Telusur dan Klarifikasi Aset Asabri

JAKARTANEWS.ID – JAKARTA: Kejaksaan Agung memeriksa isteri tersangka Sonny Widjaja, inisial SH terkait Skandal Asabri,  yang merugikan negara sebesar Rp23, 7 triliun. 

“Benar, isteri tersangka SW,  inisial SH diperiksa di Gedung Bundar, ” kata Kapuspenkum Leonard Eben Ezer Simanjuntak, di Jakarta, Rabu (31/1).

Namun, dalam keterangannya tidak disebutkan pemeriksaan terkait penyitaan 17 bus, belum lama ini atau ada temuan baru aset dan perlu dikonfirmasi.

Secara terpisah, tim penyidik juga memeriksa LL selaku pihak swasta terkait tersangka SW.

Sebelum ini, Pegiat Anti Korupsi Boyamin Saiman melaporkan pihak swasta yang diduga bekerjasama atau menyamarkan hasil dugaan tindak pidana korupsi.

Apakah pemeriksaan LL terkait laporan Boyamin,  hingga kini belum diketahui.

Satu hal pasti, Kejagung terus berburu dan mengklarifikasi aset yang belum dan sudah diperoleh,  guna pergantian kerugian keuangan negara.

“Sudah menjadi praktik umum, hasil jarahan dari berbagai tindak pidana korupsi, baik penyalahgunaan jabatan atau kewenangan disamarkan kepada pihak ketiga, ” tutur Boyamin Saiman terpisah.

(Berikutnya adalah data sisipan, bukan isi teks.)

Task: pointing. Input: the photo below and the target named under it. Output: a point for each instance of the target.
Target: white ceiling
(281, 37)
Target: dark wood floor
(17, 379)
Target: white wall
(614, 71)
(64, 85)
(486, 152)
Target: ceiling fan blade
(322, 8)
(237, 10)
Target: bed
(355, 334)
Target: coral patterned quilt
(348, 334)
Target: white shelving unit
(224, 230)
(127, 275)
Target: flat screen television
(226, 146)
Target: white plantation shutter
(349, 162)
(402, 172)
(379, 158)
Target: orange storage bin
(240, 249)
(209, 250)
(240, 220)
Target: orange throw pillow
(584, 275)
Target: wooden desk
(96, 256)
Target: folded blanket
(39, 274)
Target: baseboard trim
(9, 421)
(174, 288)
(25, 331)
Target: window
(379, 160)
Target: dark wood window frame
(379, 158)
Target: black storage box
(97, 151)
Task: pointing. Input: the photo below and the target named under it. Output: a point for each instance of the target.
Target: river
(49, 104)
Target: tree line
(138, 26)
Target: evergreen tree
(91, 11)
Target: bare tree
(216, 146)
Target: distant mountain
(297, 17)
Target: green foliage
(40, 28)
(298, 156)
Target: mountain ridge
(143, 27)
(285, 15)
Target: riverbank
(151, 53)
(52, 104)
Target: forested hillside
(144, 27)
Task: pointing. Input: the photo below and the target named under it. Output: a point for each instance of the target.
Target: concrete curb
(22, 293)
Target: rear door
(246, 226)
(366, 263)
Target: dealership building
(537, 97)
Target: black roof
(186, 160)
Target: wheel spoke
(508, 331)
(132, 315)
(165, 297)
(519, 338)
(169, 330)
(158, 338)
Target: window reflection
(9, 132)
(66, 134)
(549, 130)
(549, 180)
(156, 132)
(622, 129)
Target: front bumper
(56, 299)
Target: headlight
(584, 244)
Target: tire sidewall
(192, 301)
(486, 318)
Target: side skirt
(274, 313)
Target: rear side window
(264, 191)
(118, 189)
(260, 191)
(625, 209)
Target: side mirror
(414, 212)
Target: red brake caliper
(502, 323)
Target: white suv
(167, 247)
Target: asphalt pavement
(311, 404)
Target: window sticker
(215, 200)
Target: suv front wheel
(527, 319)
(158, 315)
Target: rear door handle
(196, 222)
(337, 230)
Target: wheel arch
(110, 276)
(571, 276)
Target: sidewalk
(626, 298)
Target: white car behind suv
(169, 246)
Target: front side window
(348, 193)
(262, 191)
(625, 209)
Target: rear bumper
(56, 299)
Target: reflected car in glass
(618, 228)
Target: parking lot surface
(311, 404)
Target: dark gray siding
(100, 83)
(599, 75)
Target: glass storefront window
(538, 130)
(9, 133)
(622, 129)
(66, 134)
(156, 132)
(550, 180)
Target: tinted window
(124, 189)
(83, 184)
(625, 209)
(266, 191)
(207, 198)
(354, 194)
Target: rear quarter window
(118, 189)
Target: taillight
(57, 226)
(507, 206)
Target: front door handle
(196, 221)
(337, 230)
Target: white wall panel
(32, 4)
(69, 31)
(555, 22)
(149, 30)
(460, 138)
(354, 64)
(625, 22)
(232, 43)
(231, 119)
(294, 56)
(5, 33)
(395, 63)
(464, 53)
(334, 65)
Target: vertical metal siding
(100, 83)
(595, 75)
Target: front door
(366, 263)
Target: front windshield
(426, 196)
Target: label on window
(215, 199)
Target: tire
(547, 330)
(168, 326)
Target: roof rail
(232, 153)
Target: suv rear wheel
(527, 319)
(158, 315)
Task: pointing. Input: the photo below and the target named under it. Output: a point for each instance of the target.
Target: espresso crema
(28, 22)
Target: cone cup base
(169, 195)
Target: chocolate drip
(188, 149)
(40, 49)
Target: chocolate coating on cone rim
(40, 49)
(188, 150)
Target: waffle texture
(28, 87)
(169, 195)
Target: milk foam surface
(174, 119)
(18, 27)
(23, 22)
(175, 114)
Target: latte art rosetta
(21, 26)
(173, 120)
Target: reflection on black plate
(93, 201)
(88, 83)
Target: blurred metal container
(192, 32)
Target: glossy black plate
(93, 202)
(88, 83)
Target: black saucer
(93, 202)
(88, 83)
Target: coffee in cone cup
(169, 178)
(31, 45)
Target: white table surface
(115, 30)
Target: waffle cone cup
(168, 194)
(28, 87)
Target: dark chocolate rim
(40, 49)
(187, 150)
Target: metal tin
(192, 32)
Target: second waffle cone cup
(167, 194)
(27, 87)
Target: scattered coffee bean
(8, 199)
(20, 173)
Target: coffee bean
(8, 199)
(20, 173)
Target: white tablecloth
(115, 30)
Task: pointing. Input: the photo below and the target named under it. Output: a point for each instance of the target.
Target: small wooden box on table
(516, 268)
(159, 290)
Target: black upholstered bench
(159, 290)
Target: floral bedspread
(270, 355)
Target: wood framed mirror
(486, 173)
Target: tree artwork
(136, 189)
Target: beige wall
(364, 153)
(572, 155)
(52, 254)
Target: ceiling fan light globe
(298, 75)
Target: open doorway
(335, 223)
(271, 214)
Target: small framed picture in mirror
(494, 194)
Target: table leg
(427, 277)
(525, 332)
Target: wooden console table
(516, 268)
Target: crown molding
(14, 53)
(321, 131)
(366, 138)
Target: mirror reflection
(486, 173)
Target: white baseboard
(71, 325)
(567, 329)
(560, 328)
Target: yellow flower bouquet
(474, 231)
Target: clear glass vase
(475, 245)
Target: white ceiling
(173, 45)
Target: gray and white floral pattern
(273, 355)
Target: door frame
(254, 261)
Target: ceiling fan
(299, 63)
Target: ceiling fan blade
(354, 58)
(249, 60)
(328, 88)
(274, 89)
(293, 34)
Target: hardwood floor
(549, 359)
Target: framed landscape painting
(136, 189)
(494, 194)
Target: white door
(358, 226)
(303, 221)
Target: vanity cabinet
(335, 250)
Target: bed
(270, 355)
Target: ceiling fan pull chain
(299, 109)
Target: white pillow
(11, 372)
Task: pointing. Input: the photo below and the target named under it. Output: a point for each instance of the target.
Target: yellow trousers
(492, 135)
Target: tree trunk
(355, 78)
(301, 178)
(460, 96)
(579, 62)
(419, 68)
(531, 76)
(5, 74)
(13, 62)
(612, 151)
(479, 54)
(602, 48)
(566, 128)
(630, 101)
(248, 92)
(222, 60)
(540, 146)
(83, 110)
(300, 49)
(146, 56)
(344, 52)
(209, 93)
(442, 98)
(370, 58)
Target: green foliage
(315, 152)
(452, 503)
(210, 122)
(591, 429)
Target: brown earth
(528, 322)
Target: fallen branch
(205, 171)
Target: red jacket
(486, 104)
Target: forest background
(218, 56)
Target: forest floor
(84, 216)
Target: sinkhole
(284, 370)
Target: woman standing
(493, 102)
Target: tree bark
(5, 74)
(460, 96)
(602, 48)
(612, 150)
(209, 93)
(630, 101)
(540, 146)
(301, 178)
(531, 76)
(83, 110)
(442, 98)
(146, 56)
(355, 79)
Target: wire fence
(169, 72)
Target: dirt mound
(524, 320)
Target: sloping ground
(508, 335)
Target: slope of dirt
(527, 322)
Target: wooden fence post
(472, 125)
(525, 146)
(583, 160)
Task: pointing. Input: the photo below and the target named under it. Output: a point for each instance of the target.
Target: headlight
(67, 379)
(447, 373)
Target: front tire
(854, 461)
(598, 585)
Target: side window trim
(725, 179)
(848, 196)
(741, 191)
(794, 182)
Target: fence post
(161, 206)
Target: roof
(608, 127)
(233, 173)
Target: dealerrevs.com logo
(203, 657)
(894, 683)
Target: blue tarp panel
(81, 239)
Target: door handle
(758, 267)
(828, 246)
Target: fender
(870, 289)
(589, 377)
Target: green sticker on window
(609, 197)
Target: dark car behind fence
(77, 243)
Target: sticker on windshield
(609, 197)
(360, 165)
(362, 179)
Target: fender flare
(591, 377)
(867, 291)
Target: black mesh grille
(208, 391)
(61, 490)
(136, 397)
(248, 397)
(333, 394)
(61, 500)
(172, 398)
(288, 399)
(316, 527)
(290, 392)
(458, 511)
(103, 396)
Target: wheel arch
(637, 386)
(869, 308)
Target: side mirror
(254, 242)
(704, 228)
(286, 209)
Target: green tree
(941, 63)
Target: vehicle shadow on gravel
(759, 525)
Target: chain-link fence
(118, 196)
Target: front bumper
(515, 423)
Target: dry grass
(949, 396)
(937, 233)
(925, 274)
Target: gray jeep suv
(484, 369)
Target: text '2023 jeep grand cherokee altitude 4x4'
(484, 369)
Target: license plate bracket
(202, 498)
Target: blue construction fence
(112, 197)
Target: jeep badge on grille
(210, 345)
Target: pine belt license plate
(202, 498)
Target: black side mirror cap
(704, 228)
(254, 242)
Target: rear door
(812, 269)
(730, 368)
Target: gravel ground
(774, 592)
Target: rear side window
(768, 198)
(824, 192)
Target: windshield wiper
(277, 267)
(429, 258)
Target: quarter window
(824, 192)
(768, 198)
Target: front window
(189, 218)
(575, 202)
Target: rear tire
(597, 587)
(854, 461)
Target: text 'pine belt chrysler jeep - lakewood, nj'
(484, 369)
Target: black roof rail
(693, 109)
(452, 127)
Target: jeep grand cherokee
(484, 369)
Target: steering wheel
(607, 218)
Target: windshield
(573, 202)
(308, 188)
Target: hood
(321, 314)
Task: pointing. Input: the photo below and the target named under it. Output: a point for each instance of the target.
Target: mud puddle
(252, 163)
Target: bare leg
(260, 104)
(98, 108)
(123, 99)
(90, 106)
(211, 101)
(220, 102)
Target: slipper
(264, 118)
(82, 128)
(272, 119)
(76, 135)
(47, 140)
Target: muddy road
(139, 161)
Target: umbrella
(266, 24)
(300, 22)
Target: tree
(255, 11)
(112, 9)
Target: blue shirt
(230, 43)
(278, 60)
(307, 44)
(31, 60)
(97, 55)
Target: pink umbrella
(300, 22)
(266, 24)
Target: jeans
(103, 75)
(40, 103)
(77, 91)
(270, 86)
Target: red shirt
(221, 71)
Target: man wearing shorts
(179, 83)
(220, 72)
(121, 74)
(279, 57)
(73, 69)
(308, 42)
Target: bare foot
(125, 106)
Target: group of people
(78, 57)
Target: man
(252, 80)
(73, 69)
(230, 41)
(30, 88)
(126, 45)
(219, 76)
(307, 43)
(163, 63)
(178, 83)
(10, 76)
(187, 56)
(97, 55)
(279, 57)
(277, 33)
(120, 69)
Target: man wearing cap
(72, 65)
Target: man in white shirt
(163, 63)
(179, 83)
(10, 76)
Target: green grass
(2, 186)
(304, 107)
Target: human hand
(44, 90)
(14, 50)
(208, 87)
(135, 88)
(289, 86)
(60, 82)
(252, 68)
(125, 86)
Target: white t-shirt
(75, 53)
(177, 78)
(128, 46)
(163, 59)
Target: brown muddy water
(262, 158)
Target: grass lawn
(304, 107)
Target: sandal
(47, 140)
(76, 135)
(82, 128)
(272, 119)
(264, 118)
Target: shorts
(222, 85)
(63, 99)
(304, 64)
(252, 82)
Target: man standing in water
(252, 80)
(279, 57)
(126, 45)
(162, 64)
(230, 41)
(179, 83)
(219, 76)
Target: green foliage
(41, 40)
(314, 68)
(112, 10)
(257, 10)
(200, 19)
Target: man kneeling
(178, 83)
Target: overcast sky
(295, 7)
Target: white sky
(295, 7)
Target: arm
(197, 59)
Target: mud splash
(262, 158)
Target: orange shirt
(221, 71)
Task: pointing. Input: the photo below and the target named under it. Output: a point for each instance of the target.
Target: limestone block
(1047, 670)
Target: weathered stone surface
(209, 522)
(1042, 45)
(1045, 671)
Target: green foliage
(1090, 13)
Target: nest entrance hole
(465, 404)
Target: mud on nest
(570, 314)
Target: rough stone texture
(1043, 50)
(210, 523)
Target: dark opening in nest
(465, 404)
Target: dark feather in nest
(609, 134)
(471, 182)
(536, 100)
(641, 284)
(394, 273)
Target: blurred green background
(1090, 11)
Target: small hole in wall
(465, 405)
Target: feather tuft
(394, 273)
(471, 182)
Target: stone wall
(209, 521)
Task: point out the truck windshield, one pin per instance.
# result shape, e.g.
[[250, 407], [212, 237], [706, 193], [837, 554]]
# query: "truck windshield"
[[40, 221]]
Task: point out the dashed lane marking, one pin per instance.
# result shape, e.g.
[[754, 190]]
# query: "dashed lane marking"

Penyamaran hasil kejahatan, bisa dilakukan dengan mengalihkan aset atas nama istri,  anak, menantu, besan sampai teman.

Ingat kasus Mantan Sekretaris MA yang melibatkan menantu. Juga Mantan Dirut Bank BTN Maryono melibatkan menantu guna menampung suap dari pemberian kredit.

NOMINEE

Pada bagian lain, Kejagung juga memeriksa anak tersangka Ilham S. Siregar berinisial MRI serta SP selaku pihak swasta untuk tersangka Adam Rachmat Damiri.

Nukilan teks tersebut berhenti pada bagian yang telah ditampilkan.